Abstract
Real-time identification of venous thromboembolism (VTE), defined as deep vein thrombosis (DVT) and pulmonary embolism (PE), can inform a healthcare organization’s understanding of these events and be used to improve care. In a former publication, we reported the performance of an electronic medical record (EMR) interrogation tool that employs natural language processing (NLP) of imaging studies for the diagnosis of venous thromboembolism. Because we transitioned from the legacy electronic medical record to the Cerner product, iCentra, we now report the operating characteristics of the NLP EMR interrogation tool in the new EMR environment. Two hundred randomly selected patient encounters for which the imaging report assessed by NLP that revealed VTE was present were reviewed. These included one hundred imaging studies for which PE was identified. These included computed tomography pulmonary angiography—CTPA, ventilation perfusion—V/Q scan, and CT angiography of the chest/ abdomen/pelvis. One hundred randomly selected comprehensive ultrasound (CUS) that identified DVT were also obtained. For comparison, one hundred patient encounters in which PE was suspected and imaging was negative for PE (CTPA or V/Q) and 100 cases of suspected DVT with negative CUS as reported by NLP were also selected. Manual chart review of the 400 charts was performed and we report the sensitivity, specificity, positive and negative predictive values of NLP compared with manual chart review. NLP and manual review agreed on the presence of PE in 99 of 100 cases, the presence of DVT in 96 of 100 cases, the absence of PE in 99 of 100 cases and the absence of DVT in all 100 cases. When compared with manual chart review, NLP interrogation of CUS, CTPA, CT angiography of the chest, and V/Q scan yielded a sensitivity = 93.3%, specificity = 99.6%, positive predictive value = 97.1%, and negative predictive value = 99%.

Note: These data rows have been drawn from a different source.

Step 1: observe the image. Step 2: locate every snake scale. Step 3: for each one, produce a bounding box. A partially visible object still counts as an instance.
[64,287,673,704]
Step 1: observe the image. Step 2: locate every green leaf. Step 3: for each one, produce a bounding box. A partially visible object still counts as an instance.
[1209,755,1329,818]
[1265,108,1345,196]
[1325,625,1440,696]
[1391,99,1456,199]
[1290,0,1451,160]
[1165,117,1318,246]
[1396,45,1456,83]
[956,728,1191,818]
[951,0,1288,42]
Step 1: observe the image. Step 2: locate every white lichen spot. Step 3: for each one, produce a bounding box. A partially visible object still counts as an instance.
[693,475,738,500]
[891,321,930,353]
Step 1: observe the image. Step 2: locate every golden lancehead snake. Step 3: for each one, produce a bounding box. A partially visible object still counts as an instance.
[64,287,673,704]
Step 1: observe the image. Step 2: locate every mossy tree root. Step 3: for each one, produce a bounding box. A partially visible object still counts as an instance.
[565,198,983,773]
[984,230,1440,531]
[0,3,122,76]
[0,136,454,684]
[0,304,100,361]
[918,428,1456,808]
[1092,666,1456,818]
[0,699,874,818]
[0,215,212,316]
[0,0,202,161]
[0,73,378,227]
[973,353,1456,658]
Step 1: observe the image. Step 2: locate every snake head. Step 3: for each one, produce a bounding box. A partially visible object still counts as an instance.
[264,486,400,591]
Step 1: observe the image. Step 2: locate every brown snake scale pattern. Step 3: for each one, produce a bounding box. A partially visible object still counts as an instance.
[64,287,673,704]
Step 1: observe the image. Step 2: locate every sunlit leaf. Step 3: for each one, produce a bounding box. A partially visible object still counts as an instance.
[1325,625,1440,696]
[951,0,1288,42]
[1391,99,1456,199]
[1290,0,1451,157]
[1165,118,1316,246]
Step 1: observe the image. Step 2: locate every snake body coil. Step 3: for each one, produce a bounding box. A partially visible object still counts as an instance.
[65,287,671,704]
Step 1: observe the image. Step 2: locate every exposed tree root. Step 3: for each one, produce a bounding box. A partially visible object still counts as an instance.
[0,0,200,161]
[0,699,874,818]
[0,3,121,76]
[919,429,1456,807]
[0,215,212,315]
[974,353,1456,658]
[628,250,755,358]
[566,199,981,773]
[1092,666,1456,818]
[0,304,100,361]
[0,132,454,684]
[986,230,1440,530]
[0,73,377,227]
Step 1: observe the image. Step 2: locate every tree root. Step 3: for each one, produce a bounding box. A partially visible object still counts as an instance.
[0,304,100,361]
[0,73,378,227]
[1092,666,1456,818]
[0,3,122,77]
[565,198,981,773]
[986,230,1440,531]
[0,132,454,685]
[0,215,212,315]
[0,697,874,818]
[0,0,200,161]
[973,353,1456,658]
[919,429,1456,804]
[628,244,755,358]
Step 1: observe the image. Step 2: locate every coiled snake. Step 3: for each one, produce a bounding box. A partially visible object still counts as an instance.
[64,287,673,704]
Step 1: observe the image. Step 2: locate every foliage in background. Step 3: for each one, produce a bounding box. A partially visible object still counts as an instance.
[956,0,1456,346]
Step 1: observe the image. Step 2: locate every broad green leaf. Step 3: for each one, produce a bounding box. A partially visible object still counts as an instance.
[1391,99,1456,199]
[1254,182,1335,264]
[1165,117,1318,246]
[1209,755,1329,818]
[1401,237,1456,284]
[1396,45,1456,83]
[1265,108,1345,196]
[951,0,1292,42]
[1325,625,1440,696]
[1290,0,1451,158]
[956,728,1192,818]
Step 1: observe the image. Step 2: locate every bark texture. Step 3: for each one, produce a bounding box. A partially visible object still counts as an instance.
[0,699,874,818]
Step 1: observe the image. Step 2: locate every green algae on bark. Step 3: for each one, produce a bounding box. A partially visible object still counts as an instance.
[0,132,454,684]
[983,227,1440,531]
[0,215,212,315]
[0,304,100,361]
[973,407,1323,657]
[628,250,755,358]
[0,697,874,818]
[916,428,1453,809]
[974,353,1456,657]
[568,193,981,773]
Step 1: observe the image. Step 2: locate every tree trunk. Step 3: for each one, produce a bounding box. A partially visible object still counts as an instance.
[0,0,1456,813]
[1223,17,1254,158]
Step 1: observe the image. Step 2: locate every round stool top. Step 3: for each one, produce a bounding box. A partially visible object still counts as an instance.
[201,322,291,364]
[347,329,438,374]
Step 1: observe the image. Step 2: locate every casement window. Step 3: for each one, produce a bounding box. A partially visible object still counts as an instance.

Keywords: pulmonary embolism, PE, computerized tomography pulmonary angiography, natural language processing, NLP, venous thromboembolic disease, VTE
Introduction
Venous thromboembolism (VTE), including deep vein thrombosis (DVT) and pulmonary embolism (PE) complicates surgical procedures, prolongs hospital stays, and when undiagnosed, increases mortality.1,2 While the lifetime risk of VTE approximates 1:1000, VTE disproportionately affects the elderly, hospitalized medically ill and those with cancer.3–5 The risk of VTE increases as much as 20-fold following surgery.6 The detection of VTE among hospitalized patients informs decision-making surrounding VTE risk and thrombosis risk mitigation. Automated methods for the identification of VTE outcomes among hospitalized patients may further enhance improvements in care. Methods of electronic medical record (EMR) interrogation using embedded computer algorithms for the identification of outcome events have been described.1,2,7–9 In a former study we reported the operating characteristics of an EMR-embedded algorithm that employed natural language processing (NLP) in our legacy electronic health record.2 Natural language processing, also referred to as “text mining,”10 is programmed to interrogate free-text reports from different sources such as radiology reports, progress notes, and chart documentation to identify structured language that documents the diagnosis or findings of interest.9 Studies reporting NLP used to identify VTE, but also to identify VTE risk factors have been published.1,2,7,11–13 Furthermore, NLP has been adopted more broadly to identify other outcomes, such as patient safety indicators14 and operative complications.7 Healthcare systems use these data to enhance patient safety, demonstrate quality in health systems ratings and rankings,15,16 and promote cost-conscious care.17
We formerly reported that in our legacy EMR the NLP interrogation tool that we derived had a 92% sensitivity and a 99% specificity when detecting DVT, and a 100% sensitivity and a 98% specificity when detecting PE.2 However, in 2017 Intermountain Healthcare discontinued the use of the legacy EMR. In a joint initiative with Cerner LLC a new EMR, iCentra, that would fully meet requirements of the Affordable Care Act18 while retaining much of the functionality19,20 that was historically integrated in the legacy EMR, was developed. The purpose of this study is to report the operating characteristics of the NLP iCentra-embedded technology to assure that this method continues to reliably identify patients with DVT and PE.
Methods
An electronic random number generator was used to select encounters that occurred between 1 January 2018 and 31 December 2018. One hundred patient encounters for which NLP identified PE by any imaging modality (CT pulmonary arteriography (CTPA) n = 70, CT of the chest, abdomen, and pelvis n = 8, CT of the thorax with contrast n = 18, and ventilation/perfusion (V/Q) scans n = 4) were acquired. A random sample of 50 V/Q scans and 50 CTPA for the assessment of suspected PE in which no thrombosis was identified upon NLP interrogation, was generated for comparison. Similarly, 100 random patient encounters for which NLP identified DVT on comprehensive ultrasound ((CUS) n = 100) including compression ultrasound of a unilateral, bilateral, upper, or lower extremity, were selected. A random sample of 100 CUS performed for the assessment of suspected DVT, with negative result per NLP, were identified.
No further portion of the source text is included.